Connue sous le nom de "la Pasionaria" elle est née à Gallarta, bourgade minière proche de Bilbao, le 9 décembre 1895. D'ascendance à la fois basque et castillane, Dolores Ibarruri Gomez était la 8ème d'une famille de 13 enfants. Son père était mineur de charbon. Sa famille avait une vie misérable. Elle eut pourtant la chance, exceptionnelle dans un tel milieu, de fréquenter l'école primaire mais ne put réaliser son rêve de devenir institutrice. Elle entama un apprentissage de couturière, puis fut bonne à tout faire et se maria à 20 ans avec un mineur asturien, Julian Ruiz; ils eurent six enfants dont des triplés.
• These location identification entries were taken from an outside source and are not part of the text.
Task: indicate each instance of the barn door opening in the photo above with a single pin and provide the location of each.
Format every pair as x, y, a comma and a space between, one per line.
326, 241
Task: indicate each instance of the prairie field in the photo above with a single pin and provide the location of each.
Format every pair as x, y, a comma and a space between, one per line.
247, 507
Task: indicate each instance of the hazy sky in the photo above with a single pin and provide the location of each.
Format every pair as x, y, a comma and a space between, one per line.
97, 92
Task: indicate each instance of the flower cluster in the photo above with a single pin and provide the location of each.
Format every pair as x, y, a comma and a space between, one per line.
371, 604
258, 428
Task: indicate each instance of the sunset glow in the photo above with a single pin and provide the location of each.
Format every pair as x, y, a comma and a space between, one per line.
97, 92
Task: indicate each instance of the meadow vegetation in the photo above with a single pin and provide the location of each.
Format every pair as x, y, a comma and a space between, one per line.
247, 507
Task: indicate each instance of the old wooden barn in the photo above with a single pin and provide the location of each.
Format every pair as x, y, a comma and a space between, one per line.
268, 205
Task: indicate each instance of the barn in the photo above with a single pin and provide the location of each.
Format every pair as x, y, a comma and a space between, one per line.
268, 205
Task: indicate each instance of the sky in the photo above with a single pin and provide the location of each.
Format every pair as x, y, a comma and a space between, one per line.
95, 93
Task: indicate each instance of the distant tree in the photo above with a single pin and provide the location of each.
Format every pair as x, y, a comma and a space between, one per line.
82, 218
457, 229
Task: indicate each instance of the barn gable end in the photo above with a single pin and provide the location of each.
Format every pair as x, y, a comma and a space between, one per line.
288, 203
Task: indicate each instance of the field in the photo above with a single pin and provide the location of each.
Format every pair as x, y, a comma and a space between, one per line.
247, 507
Son mari l'introduisit dans l'univers militant, les bibliothèques populaires, les bulletins politiques et syndicaux. Elle commença à écrire sous le pseudonyme de la Pasionaria dans "El Minero de Vizcaya."Enthousiasmée par la révolution russe, membre du Parti socialiste en 1917, elle fut de la poignée de militants socialistes qui se tournèrent vers la 3ème Internationale. En 1920, elle était membre du comité provincial de Biscaye lors de la constitution du minuscule Parti communiste espagnol. Belle femme au sourire éclatant et au port de reine, elle fit une carrière obscure mais rapide d'apparatchik marquée par son attachement inconditionnel à Moscou. C'est l'élimination de la vieille garde qui l'amena en même temps que José Diaz, à la fin des années 1920, dans le noyau dirigeant, au comité central en 1930 et au bureau politique au lendemain du VIe congrès, à Séville, en 1932, à la suite de l'élimination de José Bullejos et de son groupe. C'est en mars 1932 qu'elle fut arrêtée à Madrid et maintenue en prison dans la capitale et à Bilbao jusqu'en janvier 1933. En octobre 1934, lors de l'insurrection ouvrière des Asturies, que le P.C.E. rallia au dernier moment, elle était à Madrid où l'insurrection avorta. Elle alla à Oviedo en pleine répression, fut arrêtée, mais finalement libérée et autorisée à emmener les enfants de mineurs qu'elle était venue chercher. Élue en février 1936 député sur la liste du Front populaire aux Asturies, elle devint vice-présidente des Cortes. Le 16 juin, elle répondit à une intervention menaçante du dirigeant de la droite Calvo Sotelo en réclamant l'arrestation des conspirateurs et de leurs complices.